KMP Algorithm: String Pattern Matching

String pattern matching is one of those fundamental problems that appears everywhere in software engineering. Every time you hit Ctrl+F in your text editor, run a grep command, or search through log...

Key Insights

  • The KMP algorithm achieves O(n+m) time complexity by preprocessing the pattern to build a failure function, eliminating the redundant character comparisons that plague naive string matching.
  • The failure function encodes the longest proper prefix that is also a suffix for each position in the pattern, allowing the algorithm to skip ahead intelligently when mismatches occur.
  • While built-in string methods are fine for simple cases, understanding KMP becomes essential when dealing with streaming data, multiple pattern occurrences, or performance-critical text processing.
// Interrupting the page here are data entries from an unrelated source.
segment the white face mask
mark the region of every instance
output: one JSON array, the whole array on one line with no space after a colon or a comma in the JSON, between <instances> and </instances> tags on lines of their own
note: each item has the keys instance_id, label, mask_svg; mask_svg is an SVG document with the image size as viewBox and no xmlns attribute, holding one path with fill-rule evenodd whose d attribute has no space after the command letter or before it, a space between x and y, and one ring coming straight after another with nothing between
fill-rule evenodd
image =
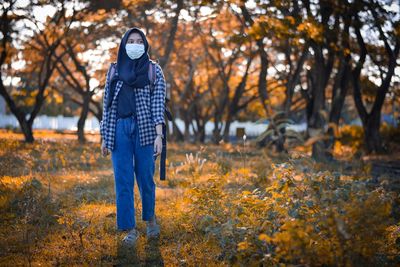
<instances>
[{"instance_id":1,"label":"white face mask","mask_svg":"<svg viewBox=\"0 0 400 267\"><path fill-rule=\"evenodd\" d=\"M126 44L125 45L126 53L128 57L131 59L140 58L144 53L144 45L143 44Z\"/></svg>"}]
</instances>

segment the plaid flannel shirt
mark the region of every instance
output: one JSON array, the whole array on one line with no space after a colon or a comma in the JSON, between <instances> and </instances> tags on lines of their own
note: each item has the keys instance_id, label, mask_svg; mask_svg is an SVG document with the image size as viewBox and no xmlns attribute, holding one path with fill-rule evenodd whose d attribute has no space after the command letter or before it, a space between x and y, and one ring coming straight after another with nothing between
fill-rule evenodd
<instances>
[{"instance_id":1,"label":"plaid flannel shirt","mask_svg":"<svg viewBox=\"0 0 400 267\"><path fill-rule=\"evenodd\" d=\"M150 64L156 63L151 62ZM104 87L103 119L100 122L100 134L105 147L112 151L114 149L115 128L117 124L117 96L122 88L123 81L117 82L111 107L108 108L106 103L109 97L110 70L111 67L108 69ZM165 124L166 84L160 65L156 64L156 81L153 90L151 90L150 85L146 85L143 88L134 88L134 90L140 145L154 144L154 140L157 137L156 125Z\"/></svg>"}]
</instances>

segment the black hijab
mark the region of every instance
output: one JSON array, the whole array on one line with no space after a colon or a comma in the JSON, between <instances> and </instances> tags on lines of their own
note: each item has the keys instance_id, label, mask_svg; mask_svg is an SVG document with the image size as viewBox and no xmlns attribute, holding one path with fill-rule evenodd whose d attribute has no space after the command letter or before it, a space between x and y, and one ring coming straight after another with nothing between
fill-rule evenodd
<instances>
[{"instance_id":1,"label":"black hijab","mask_svg":"<svg viewBox=\"0 0 400 267\"><path fill-rule=\"evenodd\" d=\"M131 59L125 50L126 42L128 37L132 32L137 32L143 39L144 53L140 58ZM150 64L149 57L149 43L147 42L146 35L139 28L130 28L127 30L122 37L121 43L118 48L118 58L117 58L117 75L110 81L110 96L108 99L108 106L111 106L111 102L115 92L115 86L118 80L123 81L122 86L128 86L132 88L143 88L144 86L150 84L148 70Z\"/></svg>"}]
</instances>

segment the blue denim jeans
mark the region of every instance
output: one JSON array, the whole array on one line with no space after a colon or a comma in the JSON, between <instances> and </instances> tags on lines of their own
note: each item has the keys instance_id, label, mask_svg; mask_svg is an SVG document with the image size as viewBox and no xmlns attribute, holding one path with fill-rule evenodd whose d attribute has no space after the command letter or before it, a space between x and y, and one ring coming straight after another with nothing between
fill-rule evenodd
<instances>
[{"instance_id":1,"label":"blue denim jeans","mask_svg":"<svg viewBox=\"0 0 400 267\"><path fill-rule=\"evenodd\" d=\"M142 220L154 216L155 171L154 146L140 146L139 127L135 117L119 118L115 132L115 147L111 155L114 168L118 230L136 226L134 207L134 177L142 200Z\"/></svg>"}]
</instances>

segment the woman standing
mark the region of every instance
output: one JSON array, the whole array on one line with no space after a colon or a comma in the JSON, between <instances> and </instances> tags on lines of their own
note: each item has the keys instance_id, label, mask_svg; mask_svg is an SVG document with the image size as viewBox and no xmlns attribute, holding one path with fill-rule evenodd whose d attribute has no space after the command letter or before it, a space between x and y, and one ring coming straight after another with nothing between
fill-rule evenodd
<instances>
[{"instance_id":1,"label":"woman standing","mask_svg":"<svg viewBox=\"0 0 400 267\"><path fill-rule=\"evenodd\" d=\"M116 66L111 64L100 123L102 154L111 152L114 169L117 229L128 231L123 241L139 236L134 209L134 176L142 200L142 220L148 237L159 235L155 216L155 159L162 150L166 86L161 67L149 59L149 44L138 28L122 37ZM155 84L149 77L156 64ZM151 72L150 72L151 73ZM154 73L153 73L154 74Z\"/></svg>"}]
</instances>

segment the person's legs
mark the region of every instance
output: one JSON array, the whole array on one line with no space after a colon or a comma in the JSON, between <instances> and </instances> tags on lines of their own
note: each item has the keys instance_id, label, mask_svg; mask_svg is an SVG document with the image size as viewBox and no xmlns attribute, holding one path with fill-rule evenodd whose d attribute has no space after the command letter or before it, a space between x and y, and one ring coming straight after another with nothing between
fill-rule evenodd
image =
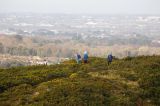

Introduction to Pattern Matching

String pattern matching is one of those fundamental problems that appears everywhere in software engineering. Every time you hit Ctrl+F in your text editor, run a grep command, or search through log files, you’re invoking pattern matching algorithms. Beyond the obvious use cases, these algorithms power DNA sequence analysis in bioinformatics, plagiarism detection systems, network intrusion detection, and the autocomplete features you use daily.

The core problem is straightforward: given a text of length n and a pattern of length m, find all occurrences of the pattern within the text. What makes this interesting is the dramatic difference between naive and optimized approaches. When you’re searching through gigabytes of log files or processing real-time network traffic, the difference between O(n*m) and O(n+m) isn’t academic—it’s the difference between a system that works and one that doesn’t.

The Naive Approach and Its Limitations

The brute-force approach to string matching is intuitive. Slide the pattern across the text one position at a time, comparing characters at each position until you find a mismatch or complete match.

def naive_search(text: str, pattern: str) -> list[int]:
    """
    Naive string matching with O(n*m) worst-case complexity.
    Returns list of starting indices where pattern is found.
    """
    n, m = len(text), len(pattern)
    matches = []
    
    for i in range(n - m + 1):
        j = 0
        while j < m and text[i + j] == pattern[j]:
            j += 1
        if j == m:
            matches.append(i)
    
    return matches

This works, but consider what happens when searching for “AAAB” in “AAAAAAAAAB”. At each starting position, we compare three ‘A’ characters successfully before failing on ‘B’. Then we shift by one position and repeat the same comparisons. We’re throwing away information we already gathered.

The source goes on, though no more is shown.